Zoom’s VEC would address that shortcoming by integrating the visual engagement capabilities into its own AI apps, and presumably, Five9’s platform once its acquisition is complete. What’s more, we see a growing number of companies wanting to buy their UC and contact center applications from the same provider to bring together both the technology platforms and all the employees within and outside of the contact center. Zoom’s existing UC platform coupled with its upcoming VEC and acquisition of Five9 will give customers a potentially promising solution — if the platform integration is done swiftly and done well.
Zoom’s video and screen-sharing application is familiar to many and easy to use. Though video clearly adds value to any customer interactions, sometimes screen sharing or co-browsing will do the trick. Either way, VEC will provide the platform for any of those visual apps.

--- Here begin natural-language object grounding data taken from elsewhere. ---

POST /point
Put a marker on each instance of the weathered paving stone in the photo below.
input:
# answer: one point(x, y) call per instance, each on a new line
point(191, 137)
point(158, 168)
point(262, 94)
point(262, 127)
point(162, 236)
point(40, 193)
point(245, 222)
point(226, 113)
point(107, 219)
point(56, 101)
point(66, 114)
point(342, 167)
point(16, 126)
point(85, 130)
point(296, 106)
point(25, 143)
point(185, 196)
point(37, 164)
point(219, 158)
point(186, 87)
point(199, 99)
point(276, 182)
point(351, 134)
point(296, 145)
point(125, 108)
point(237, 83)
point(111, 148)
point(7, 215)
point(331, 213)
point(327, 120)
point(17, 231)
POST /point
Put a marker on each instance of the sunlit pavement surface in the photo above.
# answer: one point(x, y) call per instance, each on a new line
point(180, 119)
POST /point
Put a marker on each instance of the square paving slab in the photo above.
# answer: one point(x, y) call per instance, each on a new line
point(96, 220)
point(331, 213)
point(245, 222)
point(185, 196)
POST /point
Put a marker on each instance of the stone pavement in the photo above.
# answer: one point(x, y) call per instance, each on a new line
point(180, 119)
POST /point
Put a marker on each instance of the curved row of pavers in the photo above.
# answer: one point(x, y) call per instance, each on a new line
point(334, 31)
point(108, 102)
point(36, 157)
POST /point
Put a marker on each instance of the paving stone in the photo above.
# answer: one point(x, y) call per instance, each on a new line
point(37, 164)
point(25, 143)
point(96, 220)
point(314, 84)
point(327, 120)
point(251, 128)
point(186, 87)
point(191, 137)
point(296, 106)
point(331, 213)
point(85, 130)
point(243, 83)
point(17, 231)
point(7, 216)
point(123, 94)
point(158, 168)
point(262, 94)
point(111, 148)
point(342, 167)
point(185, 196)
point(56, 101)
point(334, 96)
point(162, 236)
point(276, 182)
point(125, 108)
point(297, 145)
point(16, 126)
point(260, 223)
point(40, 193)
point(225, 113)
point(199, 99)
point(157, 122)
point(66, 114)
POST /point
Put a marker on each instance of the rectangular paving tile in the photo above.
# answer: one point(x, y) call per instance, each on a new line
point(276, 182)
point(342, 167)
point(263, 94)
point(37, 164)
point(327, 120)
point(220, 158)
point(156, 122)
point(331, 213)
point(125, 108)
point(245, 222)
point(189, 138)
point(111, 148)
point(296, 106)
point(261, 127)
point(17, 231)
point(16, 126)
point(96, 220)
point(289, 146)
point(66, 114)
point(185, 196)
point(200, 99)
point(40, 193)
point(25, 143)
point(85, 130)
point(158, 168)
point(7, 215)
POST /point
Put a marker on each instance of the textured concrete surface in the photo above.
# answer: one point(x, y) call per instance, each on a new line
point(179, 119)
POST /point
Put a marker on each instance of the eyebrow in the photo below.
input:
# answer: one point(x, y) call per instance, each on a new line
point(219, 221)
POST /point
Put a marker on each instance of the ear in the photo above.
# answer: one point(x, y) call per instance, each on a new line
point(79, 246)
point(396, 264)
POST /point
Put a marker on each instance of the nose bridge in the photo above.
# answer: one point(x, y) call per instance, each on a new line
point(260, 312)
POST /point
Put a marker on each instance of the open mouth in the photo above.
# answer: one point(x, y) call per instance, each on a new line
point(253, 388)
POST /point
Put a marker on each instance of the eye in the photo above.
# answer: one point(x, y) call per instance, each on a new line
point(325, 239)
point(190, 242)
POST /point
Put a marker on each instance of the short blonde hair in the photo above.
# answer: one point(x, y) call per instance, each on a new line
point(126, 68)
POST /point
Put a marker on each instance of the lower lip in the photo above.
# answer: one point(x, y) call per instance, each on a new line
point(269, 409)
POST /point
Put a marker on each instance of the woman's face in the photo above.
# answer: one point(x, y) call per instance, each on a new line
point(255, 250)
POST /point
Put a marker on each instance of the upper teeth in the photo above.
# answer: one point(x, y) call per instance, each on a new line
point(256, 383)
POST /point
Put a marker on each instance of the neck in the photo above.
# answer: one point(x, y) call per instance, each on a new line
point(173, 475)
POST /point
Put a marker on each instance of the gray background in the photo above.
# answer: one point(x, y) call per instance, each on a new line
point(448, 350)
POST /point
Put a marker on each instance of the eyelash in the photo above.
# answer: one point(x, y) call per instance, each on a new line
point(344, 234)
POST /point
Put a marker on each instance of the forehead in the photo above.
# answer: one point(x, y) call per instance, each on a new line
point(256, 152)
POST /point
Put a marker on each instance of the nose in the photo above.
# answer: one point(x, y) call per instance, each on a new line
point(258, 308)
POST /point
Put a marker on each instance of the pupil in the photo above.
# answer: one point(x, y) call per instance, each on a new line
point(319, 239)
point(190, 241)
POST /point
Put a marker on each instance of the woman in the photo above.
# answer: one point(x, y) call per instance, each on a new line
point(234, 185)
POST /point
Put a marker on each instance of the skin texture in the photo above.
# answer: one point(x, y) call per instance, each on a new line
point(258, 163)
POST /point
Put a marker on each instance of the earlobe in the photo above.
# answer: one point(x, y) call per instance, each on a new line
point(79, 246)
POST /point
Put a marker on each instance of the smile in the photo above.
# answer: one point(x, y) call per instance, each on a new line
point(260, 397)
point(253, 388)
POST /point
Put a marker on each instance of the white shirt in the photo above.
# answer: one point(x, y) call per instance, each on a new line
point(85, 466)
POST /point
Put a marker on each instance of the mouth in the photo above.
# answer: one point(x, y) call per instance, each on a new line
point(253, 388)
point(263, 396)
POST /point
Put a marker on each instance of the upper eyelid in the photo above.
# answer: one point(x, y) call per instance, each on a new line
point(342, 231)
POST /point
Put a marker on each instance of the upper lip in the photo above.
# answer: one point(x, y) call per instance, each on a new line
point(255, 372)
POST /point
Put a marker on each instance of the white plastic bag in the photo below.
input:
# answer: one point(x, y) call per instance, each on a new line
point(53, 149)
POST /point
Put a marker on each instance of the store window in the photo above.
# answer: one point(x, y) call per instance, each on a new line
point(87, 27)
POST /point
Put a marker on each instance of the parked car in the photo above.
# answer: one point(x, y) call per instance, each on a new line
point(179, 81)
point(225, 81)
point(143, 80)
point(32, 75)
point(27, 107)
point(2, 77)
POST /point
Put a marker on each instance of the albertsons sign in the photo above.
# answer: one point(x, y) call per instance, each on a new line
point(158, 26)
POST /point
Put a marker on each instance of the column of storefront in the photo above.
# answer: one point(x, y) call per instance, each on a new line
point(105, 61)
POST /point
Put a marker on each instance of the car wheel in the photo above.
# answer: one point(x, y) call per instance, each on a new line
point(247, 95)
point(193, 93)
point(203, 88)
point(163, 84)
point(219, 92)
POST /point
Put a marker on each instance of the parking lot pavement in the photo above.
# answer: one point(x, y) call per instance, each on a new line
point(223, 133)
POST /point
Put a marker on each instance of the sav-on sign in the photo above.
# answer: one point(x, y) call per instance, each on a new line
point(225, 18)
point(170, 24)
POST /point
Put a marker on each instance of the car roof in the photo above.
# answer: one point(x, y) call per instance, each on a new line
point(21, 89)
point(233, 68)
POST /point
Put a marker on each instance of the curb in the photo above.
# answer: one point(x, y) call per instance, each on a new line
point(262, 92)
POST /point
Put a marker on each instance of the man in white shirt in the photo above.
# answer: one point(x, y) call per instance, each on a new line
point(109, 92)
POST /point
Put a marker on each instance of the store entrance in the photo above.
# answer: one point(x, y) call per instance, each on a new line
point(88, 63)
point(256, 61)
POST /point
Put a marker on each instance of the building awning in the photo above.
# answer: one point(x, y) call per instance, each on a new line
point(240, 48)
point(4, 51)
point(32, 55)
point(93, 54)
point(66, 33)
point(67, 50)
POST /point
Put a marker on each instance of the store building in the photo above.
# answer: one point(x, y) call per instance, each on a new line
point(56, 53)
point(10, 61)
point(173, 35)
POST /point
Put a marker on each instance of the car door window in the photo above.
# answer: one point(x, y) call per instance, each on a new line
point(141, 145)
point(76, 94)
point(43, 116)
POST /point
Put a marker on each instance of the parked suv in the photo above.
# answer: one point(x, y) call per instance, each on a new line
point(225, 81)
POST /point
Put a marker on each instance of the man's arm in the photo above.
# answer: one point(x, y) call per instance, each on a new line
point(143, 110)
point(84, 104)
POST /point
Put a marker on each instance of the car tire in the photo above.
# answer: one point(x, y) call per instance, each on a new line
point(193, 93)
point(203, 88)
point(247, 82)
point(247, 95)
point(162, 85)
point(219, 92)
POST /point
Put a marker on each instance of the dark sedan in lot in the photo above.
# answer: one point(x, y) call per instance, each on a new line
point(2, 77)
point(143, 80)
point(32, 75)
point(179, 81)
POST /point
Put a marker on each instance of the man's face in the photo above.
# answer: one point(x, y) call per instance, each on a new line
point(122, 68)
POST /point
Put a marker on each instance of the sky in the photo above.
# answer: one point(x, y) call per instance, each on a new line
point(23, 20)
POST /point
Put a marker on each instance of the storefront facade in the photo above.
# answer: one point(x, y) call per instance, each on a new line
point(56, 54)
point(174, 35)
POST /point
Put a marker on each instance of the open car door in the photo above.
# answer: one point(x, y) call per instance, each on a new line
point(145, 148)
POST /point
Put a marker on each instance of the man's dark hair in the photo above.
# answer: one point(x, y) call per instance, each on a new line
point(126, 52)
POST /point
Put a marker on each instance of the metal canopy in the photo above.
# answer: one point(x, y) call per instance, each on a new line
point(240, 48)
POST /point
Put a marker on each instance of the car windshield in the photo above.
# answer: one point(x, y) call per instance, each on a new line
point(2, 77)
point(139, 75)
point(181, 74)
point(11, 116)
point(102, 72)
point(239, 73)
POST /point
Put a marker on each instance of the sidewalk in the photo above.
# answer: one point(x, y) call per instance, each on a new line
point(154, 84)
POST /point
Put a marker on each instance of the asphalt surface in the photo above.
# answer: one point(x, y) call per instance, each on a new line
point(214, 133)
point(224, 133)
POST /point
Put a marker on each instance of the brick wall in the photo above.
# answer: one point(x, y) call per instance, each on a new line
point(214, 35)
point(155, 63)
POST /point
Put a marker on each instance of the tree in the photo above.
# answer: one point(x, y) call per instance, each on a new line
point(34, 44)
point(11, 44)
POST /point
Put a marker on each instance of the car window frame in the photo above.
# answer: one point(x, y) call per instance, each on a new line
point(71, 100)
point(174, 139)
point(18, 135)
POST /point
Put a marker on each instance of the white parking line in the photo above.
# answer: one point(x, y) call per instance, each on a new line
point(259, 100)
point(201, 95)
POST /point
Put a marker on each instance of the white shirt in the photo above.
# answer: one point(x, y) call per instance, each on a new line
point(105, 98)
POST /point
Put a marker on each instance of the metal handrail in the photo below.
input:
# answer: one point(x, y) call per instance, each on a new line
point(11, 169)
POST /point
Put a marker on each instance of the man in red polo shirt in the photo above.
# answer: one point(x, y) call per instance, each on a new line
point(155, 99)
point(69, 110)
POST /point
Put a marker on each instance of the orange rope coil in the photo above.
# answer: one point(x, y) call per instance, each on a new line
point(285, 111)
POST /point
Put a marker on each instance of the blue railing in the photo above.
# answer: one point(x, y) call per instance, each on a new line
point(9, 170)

VEC’s reach will be broad, given the rapid growth of Zoom. But Zoom isn’t first to market with these visual engagement capabilities if your requirements dictate evaluation and purchase sooner than 2022 (or beyond, depending on how long the Five9 integration takes). Companies such as eGain, Glance, Glia, LogMeIn, and Surfly already offer video, co-browsing, and/or screen-sharing capabilities; other contact center platforms, such as 8×8, Enghouse Interactive, Lifesize, and others, have integrated visual engagement capabilities into their cloud platforms.
We see compelling benefits by adding video to CX transformation initiatives, including a 59.1% increase in revenue, a 41.7% improvement in customer ratings, and a 32.1% boost in agent productivity.